A couple of months ago I had the flu and discovered the savory soothing pleasures of licorice tea. IF ONLY I had stopped at a few cups. But no, I had a whole box of the stuff and drank it in the evenings and at work, it's wispy fragrance filling the borrowed cubicle where I worked on ads and brochures for a publishing company in it's busy season.
  • At first I felt tired and off balance and blamed it on my flu recovery
  • I began to have heart thumps and blamed it on too much sitting.
  • My belly and ankles swelled by mid-afternoon and I thought too little exercise was causing my body to melt and bloat.
  • I blamed the headaches on eyestrain from working two jobs.
  • I didn't like the tingling in my left hand and cramps in my legs and ignored it.
  • Then I started having full fledged panic attacks with trembles, until they were almost a daily beast. I blamed it on financial woes, world upheaval, my cat's demise, a bad review, and watching too much news.
Then last Thursday at 4pm, as I idly wondered if I was a total namby-pamby--or going off the deeps--I sipped my final cup of licorice tea and within minutes had all the symptoms slam me. I was faint, I was having heart thumps, my feet looked ready to burst the straps of my mary janes...and I had an epiphany and looked up the effects of too much licorice (glycyrrhizin). I had most of the symptoms, except the guy ones, eureka!


Wiki: "Excessive consumption of liquorice or liquorice candy is known to be toxic to the liver and cardiovascular system, and may produce hypertension  and oedema. In occasional cases blood pressure has increased with excessive consumption of liquorice tea, but such occasions are rare and reversible when the herb is withdrawn. Doses as low as 50 grams (2 oz) of liquorice daily for two weeks can cause a significant rise in blood pressure." I'd been having it daily for 2 months!
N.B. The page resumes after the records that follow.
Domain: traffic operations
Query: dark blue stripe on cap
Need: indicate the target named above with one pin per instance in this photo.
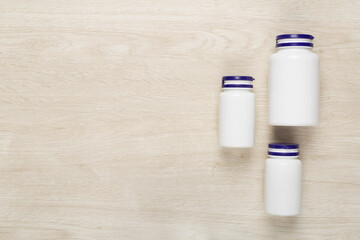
(246, 78)
(299, 44)
(284, 145)
(283, 154)
(237, 86)
(285, 36)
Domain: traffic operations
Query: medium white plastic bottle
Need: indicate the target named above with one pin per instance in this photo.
(294, 82)
(283, 180)
(237, 112)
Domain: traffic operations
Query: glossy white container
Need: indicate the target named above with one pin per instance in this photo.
(283, 180)
(294, 82)
(237, 112)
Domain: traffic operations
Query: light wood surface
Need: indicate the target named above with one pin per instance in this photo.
(109, 120)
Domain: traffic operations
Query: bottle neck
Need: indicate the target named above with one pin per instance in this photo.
(283, 157)
(237, 89)
(294, 48)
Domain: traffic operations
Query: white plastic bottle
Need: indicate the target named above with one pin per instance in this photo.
(283, 180)
(237, 112)
(294, 82)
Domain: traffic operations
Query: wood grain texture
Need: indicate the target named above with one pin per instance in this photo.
(108, 116)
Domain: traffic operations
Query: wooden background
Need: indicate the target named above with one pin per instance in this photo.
(109, 120)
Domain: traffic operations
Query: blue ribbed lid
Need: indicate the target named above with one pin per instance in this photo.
(233, 82)
(246, 78)
(285, 36)
(284, 145)
(283, 150)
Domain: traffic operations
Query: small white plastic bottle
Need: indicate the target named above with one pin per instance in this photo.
(283, 180)
(237, 112)
(294, 82)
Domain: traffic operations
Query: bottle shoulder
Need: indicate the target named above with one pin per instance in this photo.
(283, 161)
(290, 53)
(237, 93)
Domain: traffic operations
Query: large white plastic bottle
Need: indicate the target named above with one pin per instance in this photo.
(237, 112)
(283, 180)
(294, 82)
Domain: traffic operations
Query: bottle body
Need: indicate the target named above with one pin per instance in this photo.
(294, 87)
(283, 186)
(237, 115)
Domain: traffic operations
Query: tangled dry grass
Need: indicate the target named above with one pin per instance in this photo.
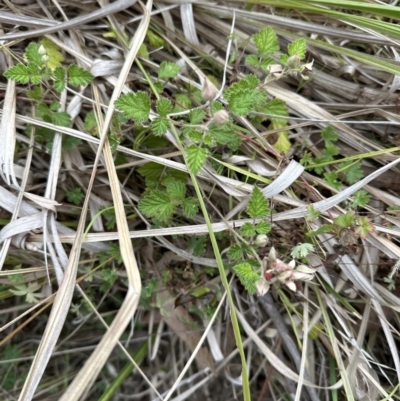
(102, 306)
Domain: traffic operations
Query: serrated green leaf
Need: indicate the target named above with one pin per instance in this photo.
(176, 190)
(61, 118)
(35, 74)
(53, 51)
(235, 252)
(276, 107)
(298, 47)
(32, 54)
(136, 106)
(79, 76)
(160, 126)
(258, 204)
(18, 73)
(190, 207)
(196, 157)
(352, 170)
(266, 41)
(263, 227)
(196, 116)
(195, 136)
(168, 70)
(247, 230)
(59, 79)
(247, 276)
(164, 106)
(225, 135)
(156, 203)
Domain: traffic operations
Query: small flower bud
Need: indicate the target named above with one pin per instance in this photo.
(42, 50)
(291, 285)
(261, 240)
(209, 91)
(262, 286)
(220, 117)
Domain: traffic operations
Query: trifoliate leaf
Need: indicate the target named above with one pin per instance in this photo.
(247, 230)
(298, 47)
(258, 204)
(196, 116)
(190, 207)
(53, 51)
(235, 252)
(136, 106)
(18, 73)
(302, 250)
(59, 79)
(156, 203)
(35, 73)
(263, 227)
(360, 198)
(217, 106)
(61, 118)
(32, 54)
(160, 126)
(176, 190)
(352, 170)
(266, 41)
(164, 106)
(79, 76)
(196, 157)
(194, 136)
(168, 70)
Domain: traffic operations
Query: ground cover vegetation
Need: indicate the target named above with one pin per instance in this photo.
(199, 202)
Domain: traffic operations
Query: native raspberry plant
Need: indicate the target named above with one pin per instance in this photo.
(43, 72)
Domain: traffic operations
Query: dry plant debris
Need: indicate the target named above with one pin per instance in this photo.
(199, 201)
emedicine: "Symptoms of licorice toxicity may include the following:
  • Fatigue and muscle cramping
  • Dark urine (myoglobinuria)
  • Weakness (hypokalemia, myopathies)
  • Polyuria/nocturia (increased extracellular volume)
  • Edema (increased extracellular volume)
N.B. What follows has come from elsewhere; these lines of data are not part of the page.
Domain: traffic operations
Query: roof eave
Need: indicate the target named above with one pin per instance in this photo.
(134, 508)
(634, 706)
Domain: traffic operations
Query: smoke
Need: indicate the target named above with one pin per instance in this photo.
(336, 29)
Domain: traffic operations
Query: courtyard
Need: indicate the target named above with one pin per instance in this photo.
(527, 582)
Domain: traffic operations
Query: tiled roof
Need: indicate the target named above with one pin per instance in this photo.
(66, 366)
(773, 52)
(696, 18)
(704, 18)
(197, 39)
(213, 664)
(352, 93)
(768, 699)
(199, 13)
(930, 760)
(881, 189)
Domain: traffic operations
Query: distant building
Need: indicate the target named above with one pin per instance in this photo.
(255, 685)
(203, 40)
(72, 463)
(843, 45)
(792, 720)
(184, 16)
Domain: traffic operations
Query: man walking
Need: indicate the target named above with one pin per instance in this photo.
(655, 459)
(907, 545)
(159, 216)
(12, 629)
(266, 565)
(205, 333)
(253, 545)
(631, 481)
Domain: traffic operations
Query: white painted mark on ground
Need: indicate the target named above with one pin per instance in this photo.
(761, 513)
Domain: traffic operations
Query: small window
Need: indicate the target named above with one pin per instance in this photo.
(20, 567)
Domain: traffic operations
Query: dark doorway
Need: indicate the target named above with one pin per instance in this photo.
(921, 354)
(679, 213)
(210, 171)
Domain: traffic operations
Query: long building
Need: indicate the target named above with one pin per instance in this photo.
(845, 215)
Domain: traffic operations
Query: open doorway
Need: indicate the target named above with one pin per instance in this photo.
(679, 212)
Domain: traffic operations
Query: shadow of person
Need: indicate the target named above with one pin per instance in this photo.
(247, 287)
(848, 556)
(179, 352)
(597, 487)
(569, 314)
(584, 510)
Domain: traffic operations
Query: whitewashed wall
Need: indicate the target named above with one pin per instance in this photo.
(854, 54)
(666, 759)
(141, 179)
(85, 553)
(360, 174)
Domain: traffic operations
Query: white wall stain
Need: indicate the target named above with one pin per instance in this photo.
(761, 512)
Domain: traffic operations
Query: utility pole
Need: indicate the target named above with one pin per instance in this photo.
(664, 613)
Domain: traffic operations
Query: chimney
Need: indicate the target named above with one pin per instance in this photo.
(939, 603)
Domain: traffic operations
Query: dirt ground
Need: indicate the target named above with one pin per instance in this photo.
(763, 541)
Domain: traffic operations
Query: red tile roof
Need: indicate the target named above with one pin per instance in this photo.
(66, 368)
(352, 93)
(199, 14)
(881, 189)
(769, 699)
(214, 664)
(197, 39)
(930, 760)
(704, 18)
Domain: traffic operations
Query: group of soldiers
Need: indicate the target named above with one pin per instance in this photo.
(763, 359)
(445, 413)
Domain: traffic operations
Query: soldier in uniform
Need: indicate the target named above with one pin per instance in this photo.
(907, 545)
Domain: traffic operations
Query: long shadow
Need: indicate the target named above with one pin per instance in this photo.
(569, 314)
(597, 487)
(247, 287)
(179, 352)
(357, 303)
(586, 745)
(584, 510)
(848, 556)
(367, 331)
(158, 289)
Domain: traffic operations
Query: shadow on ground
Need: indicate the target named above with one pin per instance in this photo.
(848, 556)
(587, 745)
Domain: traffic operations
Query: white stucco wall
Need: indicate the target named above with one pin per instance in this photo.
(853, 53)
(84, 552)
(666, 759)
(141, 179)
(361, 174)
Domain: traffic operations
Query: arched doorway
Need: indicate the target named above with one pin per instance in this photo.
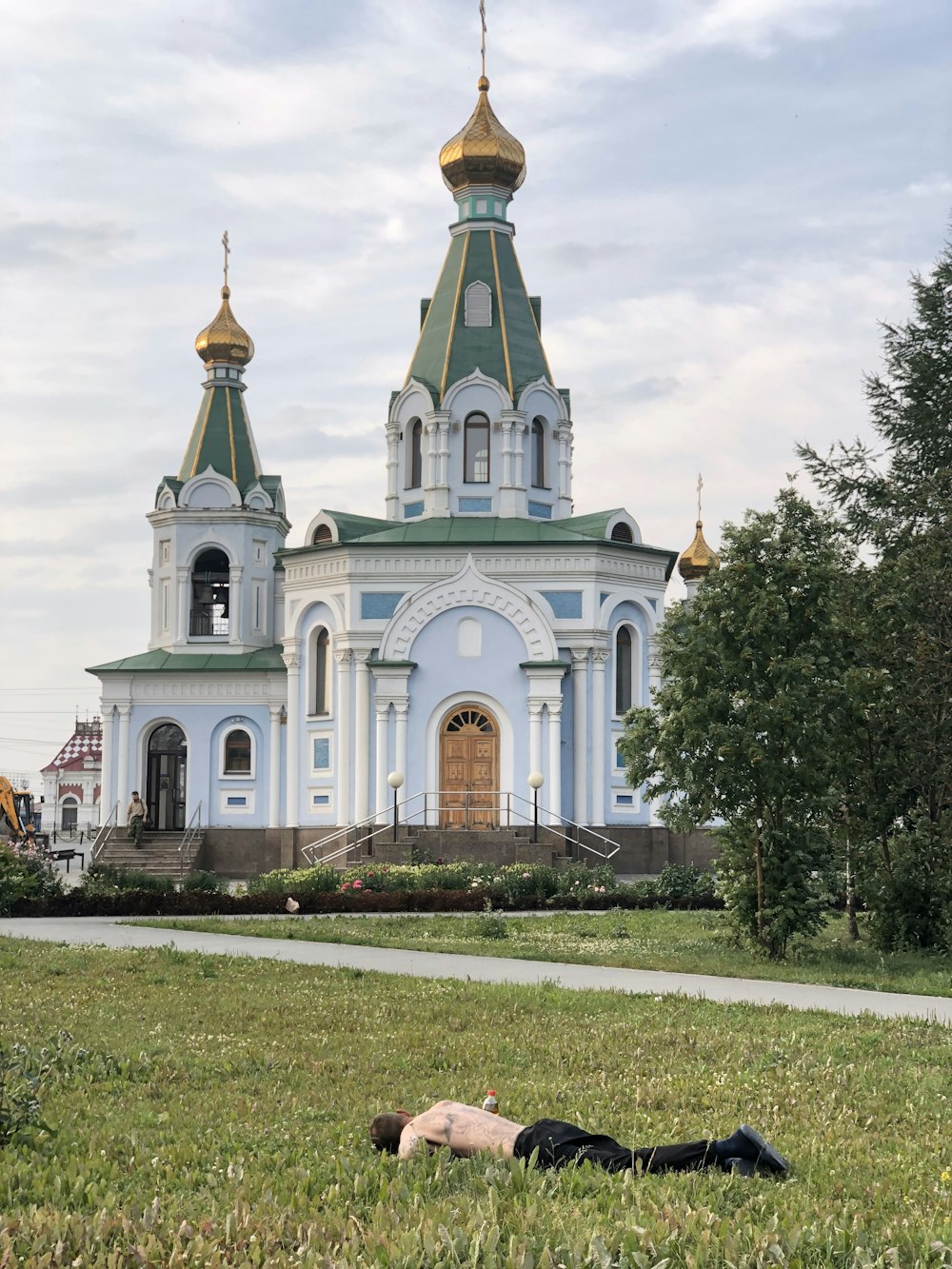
(166, 778)
(468, 769)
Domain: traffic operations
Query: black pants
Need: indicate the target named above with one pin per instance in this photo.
(560, 1143)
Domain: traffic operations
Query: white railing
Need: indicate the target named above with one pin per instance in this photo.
(106, 831)
(188, 838)
(474, 810)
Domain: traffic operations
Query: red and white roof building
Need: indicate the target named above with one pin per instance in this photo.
(71, 782)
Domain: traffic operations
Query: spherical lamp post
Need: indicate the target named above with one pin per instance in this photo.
(536, 781)
(395, 780)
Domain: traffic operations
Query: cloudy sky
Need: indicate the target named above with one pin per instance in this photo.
(724, 197)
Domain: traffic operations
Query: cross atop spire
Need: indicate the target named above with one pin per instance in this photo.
(483, 47)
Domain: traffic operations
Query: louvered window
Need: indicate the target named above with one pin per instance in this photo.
(479, 305)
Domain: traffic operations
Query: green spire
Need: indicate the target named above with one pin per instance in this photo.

  • Dyspnea (pulmonary edema)
  • Headache (hypertension)
  • Paresthesias/dysesthesias (eg, burning sensations of extremities)
  • Impotence and diminished libido
  • Amenorrhea "
I'm currently uninsured, so I paid these (kindly reduced) prices:  I went to my doctor ($125, ka-ching) who sent me to a lab for tests of my fluids ($125 ka-ching). My blood pressure which had been 90/60 two months ago was now 160/90. He told me I looked greenish and tests showed my liver function was off. But being a doctor he dismissed my self-diagnosis and sent me for an echo cardiogram ($500, ka-ching!) heart OK! I need further blood, pee and liver tests, ka-ching, ka-ching... at $30 a cup!

I read it takes about 2 weeks for symptoms to improve. Months for the adrenal system to fully bounce back. Already I feel better, but tire out by evenings... I am eating lots of potassium rich foods and avoiding the salty ones. I am measuring my weight and ankle circumference every morning and they are going down. I have fewer of all the nasty effects. I am not crazy, just poisoned. And licorice is an ingredient in many of my other tea mixes, with names like Peaceful Mix and Happy Day. They are in a landfill now.

What is shocking? Dog medicine is better regulated than human. Any health food store can sell herbals that can kill you if used to excess. And what is excess? Not listed on the box, that's for sure.